Technologies for Monitoring Training Loads, Movement Patterns, and Injury Risks

A wide range of small attachable devices, garments, shoe insoles, equipment, and mobile applications have been developed to monitor biomechanical variables and training loads (Table 2). Among biomechanical sensors, many are based around accelerometer and gyroscope technology. Some of the devices that attach to the body provide basic information about body position, movement velocity, jump height, force, power, work, and rotational movement. This data can be used by biomechanists and ergonomists to evaluate movement patterns, assess musculoskeletal fatigue profiles, identify potential risk factors for injury and adjust techniques while walking, running, jumping, throwing, and lifting. Thus, these devices have application in sporting, military and occupational settings.


Table 2. Devices and garments for monitoring training loads, movement patterns, and injury risks.

Among these devices listed in Table 2, the I Measure U device is lightweight, compact and offers the greatest versatility. Other devices and garments provide information about muscle activation and basic training metrics (e.g., steps, speed, distance, cadence, strokes, repetitions etc). The mPower is a pod placed on the skin that measures EMG. It provides a simple, wireless alternative to more complex EMG equipment. Likewise, the Athos garments contain EMG sensors, but the garments have not been properly validated.

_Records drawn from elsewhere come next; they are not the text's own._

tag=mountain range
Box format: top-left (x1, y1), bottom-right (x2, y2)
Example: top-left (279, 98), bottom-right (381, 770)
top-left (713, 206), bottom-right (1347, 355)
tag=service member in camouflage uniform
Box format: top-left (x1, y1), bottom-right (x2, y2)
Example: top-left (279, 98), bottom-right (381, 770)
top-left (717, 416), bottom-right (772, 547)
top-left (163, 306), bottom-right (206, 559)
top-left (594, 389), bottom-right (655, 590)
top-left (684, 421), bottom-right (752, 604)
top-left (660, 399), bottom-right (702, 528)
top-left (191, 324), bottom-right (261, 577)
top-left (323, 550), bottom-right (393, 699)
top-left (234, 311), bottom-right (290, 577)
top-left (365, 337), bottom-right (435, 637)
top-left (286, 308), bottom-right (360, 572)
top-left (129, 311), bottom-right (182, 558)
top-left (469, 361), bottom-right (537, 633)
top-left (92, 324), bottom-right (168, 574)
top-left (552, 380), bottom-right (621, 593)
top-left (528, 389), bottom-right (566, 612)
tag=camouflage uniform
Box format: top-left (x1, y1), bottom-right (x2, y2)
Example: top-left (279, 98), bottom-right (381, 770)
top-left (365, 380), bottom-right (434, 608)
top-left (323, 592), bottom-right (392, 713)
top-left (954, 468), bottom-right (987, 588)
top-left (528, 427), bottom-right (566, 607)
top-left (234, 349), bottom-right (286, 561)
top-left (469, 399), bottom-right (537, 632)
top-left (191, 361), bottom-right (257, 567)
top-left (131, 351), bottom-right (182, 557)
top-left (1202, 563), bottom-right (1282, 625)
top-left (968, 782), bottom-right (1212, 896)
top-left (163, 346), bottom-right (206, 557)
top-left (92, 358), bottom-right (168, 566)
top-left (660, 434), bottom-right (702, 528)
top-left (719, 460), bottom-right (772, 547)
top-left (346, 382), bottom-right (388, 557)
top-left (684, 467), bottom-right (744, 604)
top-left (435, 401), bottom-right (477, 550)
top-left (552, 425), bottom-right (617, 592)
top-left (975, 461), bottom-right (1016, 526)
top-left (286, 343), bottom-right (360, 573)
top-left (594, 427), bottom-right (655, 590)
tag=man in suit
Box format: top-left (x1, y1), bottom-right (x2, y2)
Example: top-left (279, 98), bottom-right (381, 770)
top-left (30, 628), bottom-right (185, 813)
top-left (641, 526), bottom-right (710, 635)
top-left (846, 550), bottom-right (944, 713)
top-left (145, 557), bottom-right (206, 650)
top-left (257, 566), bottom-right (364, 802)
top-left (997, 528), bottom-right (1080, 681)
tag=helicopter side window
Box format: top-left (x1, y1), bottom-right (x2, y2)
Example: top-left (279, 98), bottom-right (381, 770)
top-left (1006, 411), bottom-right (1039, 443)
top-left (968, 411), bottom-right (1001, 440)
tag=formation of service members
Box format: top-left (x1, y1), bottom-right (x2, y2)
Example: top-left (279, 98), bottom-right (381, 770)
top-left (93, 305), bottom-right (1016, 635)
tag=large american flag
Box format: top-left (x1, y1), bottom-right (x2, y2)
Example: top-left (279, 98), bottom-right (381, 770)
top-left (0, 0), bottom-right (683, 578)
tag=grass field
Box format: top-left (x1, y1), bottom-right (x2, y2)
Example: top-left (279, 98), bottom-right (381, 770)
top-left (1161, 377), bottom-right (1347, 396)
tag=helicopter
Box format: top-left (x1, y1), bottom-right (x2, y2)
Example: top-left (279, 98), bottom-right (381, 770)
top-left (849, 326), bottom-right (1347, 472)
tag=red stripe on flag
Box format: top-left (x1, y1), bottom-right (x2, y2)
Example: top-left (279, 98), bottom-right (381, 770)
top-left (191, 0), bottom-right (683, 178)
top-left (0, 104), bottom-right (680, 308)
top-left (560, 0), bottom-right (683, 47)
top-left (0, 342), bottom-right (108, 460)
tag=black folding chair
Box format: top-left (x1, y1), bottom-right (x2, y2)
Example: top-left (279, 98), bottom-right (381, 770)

It is debatable whether the Sensoria and Dynafeed garments offer any more benefits than other devices. The Mettis Trainer insoles (and Arion insoles in development) could provide some useful feedback on running biomechanics in the field. None of these devices have been independently tested to determine their validity or reliability. Until such validity and reliability data become available, these devices should (arguably) be used in combination with more detailed motion-capture video analysis.

Various mobile applications have been developed for recording and analyzing training loads and injury records (Table 2). These applications include a wide range of metrics that incorporate aspects of both physical and psychological load. The Metrifit application provides users with links to related unpublished research on evaluating training stress. Many of the applications record and analyze similar metrics, so it is difficult to differentiate between them. The choice of one particular application will most likely be dictated by individual preferences. With such a variety of metrics—which are generally recorded indirectly—it is difficult to perform rigorous validation studies on these products. Another limitation of some of these applications is the large amount of data they record and how to make sense of all the data.

Technologies for Monitoring Heart Rate, Heart Rate Variability, and Breathing Patterns

Various devices and mobile applications have been developed for monitoring physiological stress and workloads during exercise (Table 3). The devices offer some potential advantages and functionality over traditional heart rate monitors to assess demands on the autonomic nervous system and the cardiovascular system during and after exercise. They can therefore be used by athletes, soldiers and workers involved in physically demanding jobs (e.g., firefighters) to monitor physical strain while they exercise/work, and to assess when they have recovered sufficiently.


Table 3. Devices and garments for monitoring cardiorespiratory functions.

Among the devices listed in Table 3, the OmegaWave offers the advantages that it directly records objective physiological data such as the electrocardiogram (ECG) as a measure of cardiac stress and direct current (DC) potential as a measure of the activity of functional systems in the central nervous system. However, one limitation of the OmegaWave is that some of the data it provides (e.g., energy supply, hormonal function, and detoxification) are not measured directly. Accordingly, the validity and meaningfulness of such data is uncertain.

The Zephyr sensor, E4 wristband and Reign Active Recovery Band offer a range of physiological and biomechanical data, but these devices have not been validated independently. The E4 wristband is also very expensive for what it offers. The Mio SLICE™ wristband integrates heart rate and physical activity data with an algorithm to calculate the user's Personal Activity Intelligence score. Over time, the user can employ this score to evaluate their long-term health status. Although this device itself has not been validated, the Personal Activity Intelligence algorithm has been tested in a clinical study (Nes et al., 2017). The results of this study demonstrated that individuals with a Personal Activity Intelligence score ≥100 had a 17–23% lower risk of death from cardiovascular diseases.

The HELO smart watch measures heart rate, blood pressure, and breathing rate. It also claims to have some more dubious health benefits, none of which are supported by published or peer-reviewed clinical studies. One benefit of the HELO smart watch is that it can be programmed to deliver an emergency message to others if the user is ill or injured.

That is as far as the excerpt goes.